In one of the first decisions applying the Supreme Court’s recent ruling in Alice Corp. Pty. Ltd. v. CLS Bank Internt’l, 573 U.S. __ (2014) (which held that basic business methods may not be patented, even if computers are used to apply them), Judge Englemayer of the United States District Court for the Southern District of New York invalidated a patent claiming the abstract idea of meal planning under 35 U.S.C. § 101 on summary judgment. A copy of the decision can be found here: Dietgoal Innovations LLC v. Bravo Media LLC, No. 13 Civ. 8391 (S.D.N.Y. 7/8/2014).

The case involved a process for computerized meal planning: “in essence, it recites a computer program that allows the user to create meals from a database of food objects according to his or her preferences and dietary goals, to change those meals by adding or subtracting food objects, and to view the dietary impact of changes to those meals on a visual display.” The Court held that the patent recites “nothing more than the abstract concept of selecting meals for the day, according to one’s particular dietary goals and food preferences,” which is “surely a ‘long prevalent’ practice” and is “at least as longstanding as the economic practices of risk-hedging (invalidated in Bilski) and intermediated settlement (invalidated in Alice).” Since the patent “does not recite any specialized formula or method for implementing the ‘well known’ process of meal planning” it “is not the kind of ‘discovery’ that § 101 was designed to protect.”

Having determined that the patent claims were directed to an abstract idea, the Court next considered whether the claims contained an “inventive concept” that was capable of transforming the abstract idea into a patent-eligible application of that idea.

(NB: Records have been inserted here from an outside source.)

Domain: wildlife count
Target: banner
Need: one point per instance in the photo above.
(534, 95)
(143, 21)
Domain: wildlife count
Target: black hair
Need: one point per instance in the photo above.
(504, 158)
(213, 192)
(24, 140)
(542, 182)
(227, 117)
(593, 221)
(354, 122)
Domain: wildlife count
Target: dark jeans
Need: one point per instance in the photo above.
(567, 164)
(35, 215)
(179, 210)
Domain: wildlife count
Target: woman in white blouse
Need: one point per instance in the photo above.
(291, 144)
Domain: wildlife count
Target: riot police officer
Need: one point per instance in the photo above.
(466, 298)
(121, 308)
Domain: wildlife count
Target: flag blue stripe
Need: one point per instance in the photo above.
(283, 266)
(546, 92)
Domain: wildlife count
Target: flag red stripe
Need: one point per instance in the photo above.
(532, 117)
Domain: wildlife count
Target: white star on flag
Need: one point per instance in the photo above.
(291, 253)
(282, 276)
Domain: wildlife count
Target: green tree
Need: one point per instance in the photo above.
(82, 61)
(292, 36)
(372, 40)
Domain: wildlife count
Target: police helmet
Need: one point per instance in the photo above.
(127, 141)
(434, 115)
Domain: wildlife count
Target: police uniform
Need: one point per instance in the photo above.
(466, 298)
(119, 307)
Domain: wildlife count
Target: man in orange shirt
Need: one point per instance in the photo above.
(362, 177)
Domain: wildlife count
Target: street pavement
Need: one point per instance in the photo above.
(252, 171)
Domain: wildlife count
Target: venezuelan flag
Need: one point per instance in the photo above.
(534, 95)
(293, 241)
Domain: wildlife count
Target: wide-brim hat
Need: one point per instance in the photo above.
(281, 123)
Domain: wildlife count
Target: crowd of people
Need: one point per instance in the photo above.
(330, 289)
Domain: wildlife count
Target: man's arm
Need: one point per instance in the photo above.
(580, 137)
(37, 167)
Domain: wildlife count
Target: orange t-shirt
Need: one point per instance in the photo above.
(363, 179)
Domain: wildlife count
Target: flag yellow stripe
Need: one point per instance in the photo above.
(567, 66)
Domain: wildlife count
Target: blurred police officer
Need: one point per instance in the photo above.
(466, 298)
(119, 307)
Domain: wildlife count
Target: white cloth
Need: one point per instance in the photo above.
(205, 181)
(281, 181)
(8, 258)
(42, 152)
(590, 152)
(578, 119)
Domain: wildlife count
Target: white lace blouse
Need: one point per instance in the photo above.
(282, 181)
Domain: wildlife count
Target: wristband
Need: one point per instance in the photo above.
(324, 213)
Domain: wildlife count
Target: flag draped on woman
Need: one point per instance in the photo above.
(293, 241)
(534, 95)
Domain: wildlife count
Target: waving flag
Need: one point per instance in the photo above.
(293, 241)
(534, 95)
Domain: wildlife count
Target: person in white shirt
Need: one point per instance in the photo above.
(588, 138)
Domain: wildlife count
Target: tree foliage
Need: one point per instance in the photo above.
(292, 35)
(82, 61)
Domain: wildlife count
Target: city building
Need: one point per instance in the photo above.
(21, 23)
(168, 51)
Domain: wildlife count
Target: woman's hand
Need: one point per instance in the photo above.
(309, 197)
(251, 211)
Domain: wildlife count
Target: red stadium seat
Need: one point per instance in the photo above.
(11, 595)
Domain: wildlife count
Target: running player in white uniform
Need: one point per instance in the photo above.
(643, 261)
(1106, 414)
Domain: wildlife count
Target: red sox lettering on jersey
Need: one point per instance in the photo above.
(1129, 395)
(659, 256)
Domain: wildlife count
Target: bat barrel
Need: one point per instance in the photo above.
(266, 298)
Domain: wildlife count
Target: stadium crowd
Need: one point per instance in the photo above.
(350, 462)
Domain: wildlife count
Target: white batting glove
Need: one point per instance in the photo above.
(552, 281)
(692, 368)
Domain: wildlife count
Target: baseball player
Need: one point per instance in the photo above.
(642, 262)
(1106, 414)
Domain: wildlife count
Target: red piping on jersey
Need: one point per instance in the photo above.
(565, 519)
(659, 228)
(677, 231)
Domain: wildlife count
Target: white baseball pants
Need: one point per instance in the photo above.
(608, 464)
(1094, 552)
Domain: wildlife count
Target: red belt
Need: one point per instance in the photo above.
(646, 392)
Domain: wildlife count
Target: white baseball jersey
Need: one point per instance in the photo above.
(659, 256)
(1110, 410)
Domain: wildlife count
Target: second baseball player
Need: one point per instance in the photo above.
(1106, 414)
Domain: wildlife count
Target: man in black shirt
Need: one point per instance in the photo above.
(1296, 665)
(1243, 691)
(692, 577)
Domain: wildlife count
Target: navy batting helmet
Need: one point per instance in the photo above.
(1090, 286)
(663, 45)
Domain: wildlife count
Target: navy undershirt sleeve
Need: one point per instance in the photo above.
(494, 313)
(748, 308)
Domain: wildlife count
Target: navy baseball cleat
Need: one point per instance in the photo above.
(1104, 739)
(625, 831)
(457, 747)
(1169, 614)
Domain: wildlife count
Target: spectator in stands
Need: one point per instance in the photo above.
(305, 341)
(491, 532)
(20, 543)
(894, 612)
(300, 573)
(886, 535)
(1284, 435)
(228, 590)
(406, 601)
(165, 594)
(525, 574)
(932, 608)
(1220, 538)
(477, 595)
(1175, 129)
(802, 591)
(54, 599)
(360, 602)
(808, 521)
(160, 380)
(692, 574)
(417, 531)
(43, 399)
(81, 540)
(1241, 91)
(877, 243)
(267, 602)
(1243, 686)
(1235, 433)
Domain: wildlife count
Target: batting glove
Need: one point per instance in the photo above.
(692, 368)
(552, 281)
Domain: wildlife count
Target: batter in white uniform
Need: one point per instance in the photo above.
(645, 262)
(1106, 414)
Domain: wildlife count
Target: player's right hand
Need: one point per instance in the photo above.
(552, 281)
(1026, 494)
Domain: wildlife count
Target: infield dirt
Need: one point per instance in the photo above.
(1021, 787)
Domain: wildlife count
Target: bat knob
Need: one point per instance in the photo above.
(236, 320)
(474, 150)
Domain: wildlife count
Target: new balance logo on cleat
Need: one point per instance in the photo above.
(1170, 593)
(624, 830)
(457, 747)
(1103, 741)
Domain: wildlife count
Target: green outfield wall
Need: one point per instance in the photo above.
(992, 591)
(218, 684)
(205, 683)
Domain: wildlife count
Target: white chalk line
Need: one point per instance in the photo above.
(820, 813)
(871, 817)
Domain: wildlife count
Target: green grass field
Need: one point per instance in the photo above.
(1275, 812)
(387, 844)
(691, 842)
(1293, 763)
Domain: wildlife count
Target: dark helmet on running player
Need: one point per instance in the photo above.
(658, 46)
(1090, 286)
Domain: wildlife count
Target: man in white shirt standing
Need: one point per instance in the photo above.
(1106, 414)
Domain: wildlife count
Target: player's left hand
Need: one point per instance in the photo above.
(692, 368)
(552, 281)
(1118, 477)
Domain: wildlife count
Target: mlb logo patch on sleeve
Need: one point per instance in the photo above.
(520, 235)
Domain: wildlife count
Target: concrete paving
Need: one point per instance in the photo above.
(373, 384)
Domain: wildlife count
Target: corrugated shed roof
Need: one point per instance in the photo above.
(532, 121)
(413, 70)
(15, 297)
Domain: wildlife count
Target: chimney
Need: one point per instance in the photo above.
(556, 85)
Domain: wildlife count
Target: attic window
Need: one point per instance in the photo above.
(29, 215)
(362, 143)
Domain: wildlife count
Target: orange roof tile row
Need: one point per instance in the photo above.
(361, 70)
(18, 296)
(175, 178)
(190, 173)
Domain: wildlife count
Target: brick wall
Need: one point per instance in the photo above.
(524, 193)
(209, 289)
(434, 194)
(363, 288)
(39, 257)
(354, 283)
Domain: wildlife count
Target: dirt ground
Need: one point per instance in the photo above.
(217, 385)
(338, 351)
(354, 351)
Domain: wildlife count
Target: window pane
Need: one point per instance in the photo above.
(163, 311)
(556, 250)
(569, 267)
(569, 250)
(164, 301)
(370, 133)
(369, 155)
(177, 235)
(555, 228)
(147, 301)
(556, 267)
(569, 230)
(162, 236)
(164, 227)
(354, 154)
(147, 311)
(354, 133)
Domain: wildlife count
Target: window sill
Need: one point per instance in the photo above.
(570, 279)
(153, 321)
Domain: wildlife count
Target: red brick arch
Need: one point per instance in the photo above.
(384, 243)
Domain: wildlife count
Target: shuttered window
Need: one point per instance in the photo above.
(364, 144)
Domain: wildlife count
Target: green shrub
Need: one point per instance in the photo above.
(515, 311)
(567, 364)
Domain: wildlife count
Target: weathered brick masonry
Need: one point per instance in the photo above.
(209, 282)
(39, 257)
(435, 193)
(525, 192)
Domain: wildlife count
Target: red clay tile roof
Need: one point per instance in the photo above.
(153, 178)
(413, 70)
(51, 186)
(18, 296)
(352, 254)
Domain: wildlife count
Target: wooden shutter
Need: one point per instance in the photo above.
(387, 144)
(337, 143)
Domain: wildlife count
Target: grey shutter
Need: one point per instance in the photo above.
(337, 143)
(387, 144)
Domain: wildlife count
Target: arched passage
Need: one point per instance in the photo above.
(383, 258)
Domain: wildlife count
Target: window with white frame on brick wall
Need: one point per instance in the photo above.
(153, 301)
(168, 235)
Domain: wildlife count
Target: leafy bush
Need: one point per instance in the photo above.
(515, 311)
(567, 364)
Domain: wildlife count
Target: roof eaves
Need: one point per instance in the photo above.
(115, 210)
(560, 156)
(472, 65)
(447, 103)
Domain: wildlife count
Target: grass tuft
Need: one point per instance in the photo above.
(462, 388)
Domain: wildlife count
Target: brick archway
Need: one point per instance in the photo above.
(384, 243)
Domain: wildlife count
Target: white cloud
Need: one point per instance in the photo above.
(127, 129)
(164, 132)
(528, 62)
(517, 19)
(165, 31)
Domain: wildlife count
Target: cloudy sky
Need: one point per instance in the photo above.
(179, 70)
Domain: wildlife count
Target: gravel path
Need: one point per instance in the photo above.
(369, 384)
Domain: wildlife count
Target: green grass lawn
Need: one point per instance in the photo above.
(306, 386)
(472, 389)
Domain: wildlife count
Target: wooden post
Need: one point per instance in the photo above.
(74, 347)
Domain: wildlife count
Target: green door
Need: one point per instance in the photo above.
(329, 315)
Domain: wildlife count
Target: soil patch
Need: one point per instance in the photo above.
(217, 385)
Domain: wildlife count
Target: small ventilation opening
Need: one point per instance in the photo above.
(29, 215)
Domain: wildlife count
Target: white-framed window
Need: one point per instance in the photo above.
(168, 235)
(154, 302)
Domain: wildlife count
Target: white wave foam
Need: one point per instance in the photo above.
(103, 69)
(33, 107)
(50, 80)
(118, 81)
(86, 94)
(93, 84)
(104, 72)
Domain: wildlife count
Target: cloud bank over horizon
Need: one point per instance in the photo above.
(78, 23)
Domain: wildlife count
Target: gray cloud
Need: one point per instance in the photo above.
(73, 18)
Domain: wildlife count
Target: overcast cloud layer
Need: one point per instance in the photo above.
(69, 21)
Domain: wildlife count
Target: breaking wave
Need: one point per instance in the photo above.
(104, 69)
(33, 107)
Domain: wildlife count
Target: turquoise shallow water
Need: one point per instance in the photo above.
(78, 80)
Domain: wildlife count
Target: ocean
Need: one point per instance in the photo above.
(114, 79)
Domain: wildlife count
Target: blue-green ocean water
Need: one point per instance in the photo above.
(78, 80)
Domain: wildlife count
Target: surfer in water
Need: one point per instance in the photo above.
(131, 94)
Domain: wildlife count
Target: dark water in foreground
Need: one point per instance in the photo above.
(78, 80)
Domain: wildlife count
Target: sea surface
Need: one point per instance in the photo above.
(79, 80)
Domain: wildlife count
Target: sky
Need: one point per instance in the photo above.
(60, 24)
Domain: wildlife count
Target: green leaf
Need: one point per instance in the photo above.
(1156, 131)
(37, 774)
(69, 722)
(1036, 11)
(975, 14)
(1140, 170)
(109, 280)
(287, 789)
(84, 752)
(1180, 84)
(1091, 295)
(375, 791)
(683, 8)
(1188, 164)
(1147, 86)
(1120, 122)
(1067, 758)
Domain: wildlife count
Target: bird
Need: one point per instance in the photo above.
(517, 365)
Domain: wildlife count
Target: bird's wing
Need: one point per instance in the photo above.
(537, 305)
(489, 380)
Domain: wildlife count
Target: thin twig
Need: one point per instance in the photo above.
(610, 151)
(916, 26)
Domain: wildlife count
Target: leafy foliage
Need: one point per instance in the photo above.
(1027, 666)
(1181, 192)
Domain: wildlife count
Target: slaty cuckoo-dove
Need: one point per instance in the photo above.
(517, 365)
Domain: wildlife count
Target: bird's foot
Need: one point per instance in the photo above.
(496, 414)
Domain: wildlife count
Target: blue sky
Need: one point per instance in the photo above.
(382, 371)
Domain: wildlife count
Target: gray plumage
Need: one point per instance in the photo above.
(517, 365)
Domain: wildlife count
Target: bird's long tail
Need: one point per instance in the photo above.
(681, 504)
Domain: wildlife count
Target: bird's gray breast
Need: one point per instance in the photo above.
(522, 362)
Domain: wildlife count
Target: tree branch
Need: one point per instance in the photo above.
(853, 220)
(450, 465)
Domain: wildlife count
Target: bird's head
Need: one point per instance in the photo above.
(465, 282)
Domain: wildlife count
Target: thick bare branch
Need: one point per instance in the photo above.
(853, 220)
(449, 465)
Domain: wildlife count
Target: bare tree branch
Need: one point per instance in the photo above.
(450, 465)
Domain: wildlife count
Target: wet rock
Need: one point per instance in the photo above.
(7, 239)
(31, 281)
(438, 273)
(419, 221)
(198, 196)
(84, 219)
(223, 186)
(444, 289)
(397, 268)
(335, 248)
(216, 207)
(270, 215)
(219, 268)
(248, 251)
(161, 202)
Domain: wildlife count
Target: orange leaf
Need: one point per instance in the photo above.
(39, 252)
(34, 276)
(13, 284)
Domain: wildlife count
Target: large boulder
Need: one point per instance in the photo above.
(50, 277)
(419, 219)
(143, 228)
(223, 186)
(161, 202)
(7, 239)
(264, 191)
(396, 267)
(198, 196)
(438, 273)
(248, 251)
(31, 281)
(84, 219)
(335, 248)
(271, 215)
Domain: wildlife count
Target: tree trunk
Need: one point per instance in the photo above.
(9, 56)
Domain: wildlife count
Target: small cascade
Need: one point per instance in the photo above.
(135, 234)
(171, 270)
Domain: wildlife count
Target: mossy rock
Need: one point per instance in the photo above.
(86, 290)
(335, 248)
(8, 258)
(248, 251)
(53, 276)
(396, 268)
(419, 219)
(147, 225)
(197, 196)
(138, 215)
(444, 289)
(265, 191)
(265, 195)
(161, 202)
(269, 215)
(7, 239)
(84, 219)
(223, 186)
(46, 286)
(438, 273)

Applying the reasoning of Alice Corp, the Court held that “the claims of the ‘516 Patent do no more than “simply instruct the practitioner to implement the abstract idea . . . on a generic computer; they thus do not contain the requisite ‘inventive concept’ necessary to limit the scope of the claims to a patent-eligible application.” In particular, the patent’s steps that included “(1) preparing a database of meals that meet the user’s preferences; (2) choosing meals for a particular day from the Picture Menus; and (3) deciding whether or not to change one or more of the meals that the user has selected for that day, and using the Meal Builder, allowing the user to visualize those changes and the resulting impact on his or her nutritional goals” were all conventional computer tasks that could be performed by a generic computer and “are far more ‘routine’ and ‘conventional’ than the computerized applications of the economic concepts invalidated in Bilski and Alice.” The Court held that “[t]hese computerized elements, taken separately, do nothing to ‘transform’ the nature of the claim from the mental process of meal planning into a novel method or unique application of that idea, and thus are insufficient to render the claims of the ‘516 Patent patent-eligible.”

Today’s decision is just the first of many such decisions that we will see in the coming weeks and months applying the Supreme Court’s renewed scrutiny for computer-implemented software and business method patents that are directed to patent-ineligible concepts.